At the beginning of the school year, my fifth-grade son’s teacher asked parents to donate spare stools or chairs to her classroom so she could offer some nontraditional seating options for her students.
This was something my son, and I, were very excited about. My son has ADHD, so spending the bulk of his day seated at a desk does not work for him. He needs to move to stay engaged and focused. He loves yoga balls, and in fourth grade often stood at his desk rather than sit in his chair.
Many teachers and schools across the country are embracing the idea of offering nontraditional, or flexible, seating options for students.
“Sitting in the same spot, in rows, is not how our kids learn anymore,” said Nicole Enny-Tully, a fifth-grade teacher at William H. Barton Intermediate School in the Queensbury Union Free School District.
Enny-Tully has no desks in her classroom – not for her students nor for herself.

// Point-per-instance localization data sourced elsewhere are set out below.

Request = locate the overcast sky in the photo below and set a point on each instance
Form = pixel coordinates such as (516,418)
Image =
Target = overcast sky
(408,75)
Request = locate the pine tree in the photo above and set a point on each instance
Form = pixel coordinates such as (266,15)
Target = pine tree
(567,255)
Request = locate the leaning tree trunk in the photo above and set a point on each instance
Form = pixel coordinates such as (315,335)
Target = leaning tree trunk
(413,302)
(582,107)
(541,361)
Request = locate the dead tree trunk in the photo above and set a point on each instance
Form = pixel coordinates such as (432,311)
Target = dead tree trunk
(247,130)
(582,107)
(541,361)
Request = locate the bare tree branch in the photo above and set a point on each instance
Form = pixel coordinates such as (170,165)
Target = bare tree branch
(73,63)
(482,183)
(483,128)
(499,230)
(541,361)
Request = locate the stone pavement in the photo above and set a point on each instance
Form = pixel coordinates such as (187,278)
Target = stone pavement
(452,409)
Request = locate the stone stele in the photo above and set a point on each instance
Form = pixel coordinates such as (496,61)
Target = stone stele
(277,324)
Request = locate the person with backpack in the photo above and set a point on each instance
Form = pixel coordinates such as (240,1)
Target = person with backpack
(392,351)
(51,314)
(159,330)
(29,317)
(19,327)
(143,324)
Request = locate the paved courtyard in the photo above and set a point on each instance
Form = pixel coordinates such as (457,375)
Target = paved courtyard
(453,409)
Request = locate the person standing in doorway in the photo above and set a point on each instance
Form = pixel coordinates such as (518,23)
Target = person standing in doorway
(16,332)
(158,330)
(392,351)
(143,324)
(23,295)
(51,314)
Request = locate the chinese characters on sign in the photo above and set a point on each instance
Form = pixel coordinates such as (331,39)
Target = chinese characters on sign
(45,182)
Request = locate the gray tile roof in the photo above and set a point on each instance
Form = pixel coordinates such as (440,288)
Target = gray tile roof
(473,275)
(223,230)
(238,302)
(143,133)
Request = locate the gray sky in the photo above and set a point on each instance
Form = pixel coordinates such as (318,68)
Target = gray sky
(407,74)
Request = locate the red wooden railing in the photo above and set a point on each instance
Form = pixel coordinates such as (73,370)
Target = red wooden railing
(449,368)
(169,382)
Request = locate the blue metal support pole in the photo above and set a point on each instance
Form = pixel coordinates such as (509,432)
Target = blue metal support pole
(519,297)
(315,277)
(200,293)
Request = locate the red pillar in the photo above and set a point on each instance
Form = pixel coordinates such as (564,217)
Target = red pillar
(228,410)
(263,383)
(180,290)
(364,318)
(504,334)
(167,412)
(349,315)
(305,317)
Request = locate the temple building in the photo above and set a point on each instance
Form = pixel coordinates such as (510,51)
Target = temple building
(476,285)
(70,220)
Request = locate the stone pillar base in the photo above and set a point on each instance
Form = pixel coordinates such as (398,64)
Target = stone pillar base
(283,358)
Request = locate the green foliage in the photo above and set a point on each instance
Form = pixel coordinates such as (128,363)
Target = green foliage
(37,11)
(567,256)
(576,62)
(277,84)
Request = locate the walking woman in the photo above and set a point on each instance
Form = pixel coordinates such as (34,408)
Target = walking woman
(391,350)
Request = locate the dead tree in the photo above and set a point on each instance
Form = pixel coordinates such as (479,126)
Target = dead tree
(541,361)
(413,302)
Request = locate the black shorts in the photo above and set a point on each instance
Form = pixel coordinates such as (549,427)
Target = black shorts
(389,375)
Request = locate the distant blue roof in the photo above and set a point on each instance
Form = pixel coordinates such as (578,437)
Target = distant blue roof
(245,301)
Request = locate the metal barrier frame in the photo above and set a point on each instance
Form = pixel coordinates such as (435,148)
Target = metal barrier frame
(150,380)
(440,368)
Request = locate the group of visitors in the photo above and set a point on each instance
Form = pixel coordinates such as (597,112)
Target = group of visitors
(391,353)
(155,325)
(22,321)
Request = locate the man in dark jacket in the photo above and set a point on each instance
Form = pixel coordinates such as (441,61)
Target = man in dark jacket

Instead, her students may choose to sit on a yoga ball, swivel chair, bungee chair, bean bag or a stool. For those students who find they learn better when standing, there is a stand-up desk. And for those who prefer to sit directly on the floor, there is a table whose legs have been replaced with shortened versions so it’s at a comfortable height from the floor.
Enny-Tully and her father used two crib mattresses to create a corner couch with pillows for the back. If needed, students seated there may use TV tray tables to hold their papers, books or Chromebooks.
“It allows kids to choose where they learn best and to work comfortably,” Enny-Tully said. “Let them be where they are comfortable and productive.”
When parents first enter her classroom, most seem surprised there are no traditional desks. That surprise quickly turns to curiosity.
“Most of them want to try out all the chairs,” she said.
Learning environments can have a direct impact on student achievement, Smith System, a K-12 furniture manufacturer, stated on its “Education Trend” blog.
“A 2012 study from the University of Minnesota found that students participated 48 percent more in discussions in a classroom with collaborative group seating versus traditional lecture-style seating and also improved their performance on standardized tests,” according to Smith System.
Alyssa Thalmann was introduced to the benefits of alternative seating while filling in for a teacher who had taken leave from the Monticello Central School District. Thalmann traveled with the same cohort of students as they transitioned between three classrooms, each with various seating options.
She saw first-hand how much more engaged students were in the classroom with alternative seating options. When they transitioned to a different classroom with fewer or no alternative seating options, the students were more easily distracted, had more behavioral issues and were less engaged.
“I instantly saw the behavior change,” she said.
As she pursued her special education certification, Thalmann learned more about the benefits to students of using alternative seating and knew it was something she wanted to incorporate into her own classroom.
Now a Liberty Central School District teacher, Thalmann offers flexible seating to her sixth-grade students as an incentive. Students can opt to choose from a variety of seating options, such as yoga balls, stools paired with tables and bean bags.
“Today’s students require environments that encourage discovery and deeper learning, and flexible design is fundamental to the next generation of teaching and learning,” according to the California Department of Education School Facilities and Transportation Services Division.
If homework is a struggle, try offering some alternate places for homework time, Thalmann suggests.
“Providing them with that option would maybe make homework a bit easier,” she said.
She offers to her own children alternatives for where to sit when doing their homework. One of her sons choses to sit on a yoga ball and another chooses a large round cushy chair and uses a clipboard if he needs a hard surface to lean on for writing.
Homework is often a struggle at my house, and I’m rethinking where I have my kids sit while they work on it. If alternative seating works for them in the classroom, maybe it’s something we should try at home.
Benefits of flexible classroom seating
Smith System, a K-12 furniture manufacturer, cited on its Education Trend blog the following reasons for flexible classroom seating.
Students feel empowered by having some degree of choice and control over their environment. Flexible seating allows students to choose where they work and with whom. It also allows them to change their location and positions as needed.
Children need to move. Flexible seating allows them to wobble, rock, bounce, lean or stand, which increases oxygen flow to the brain, blood flow and core strength. In turn, this burns more calories and increases metabolism. It also helps keep young minds more alert and focused.
An uncomfortable student is a distracted and unproductive student. Flexible seating encourages students to find their best spot to stay calm, focused and productive.
Traditional desks can make students territorial or possessive over their space and supplies. Flexible seating encourages students to share both. And, it encourages them to take turns in different locations and with different seating options.
Flexible seating allows students to quickly and easily pair up, work in small groups or discuss as a whole class – without moving heavy desks to establish eye contact.
Many flexible seating options stimulate students’ sense of touch. This type of stimulation can help children focus and process information. Sensory input is especially helpful for students with ADHD, ADD and ASD.
Source: Smith System, Education Trend blog, “Top 10 Benefits of a Flexible Seating Classroom.”
Nancy Cole is a public information specialist and grant writer for Capital Region BOCES. She lives in Onondaga County with her third- and fifth-grade sons and is planning to pitch alternative homework locations to them tonight.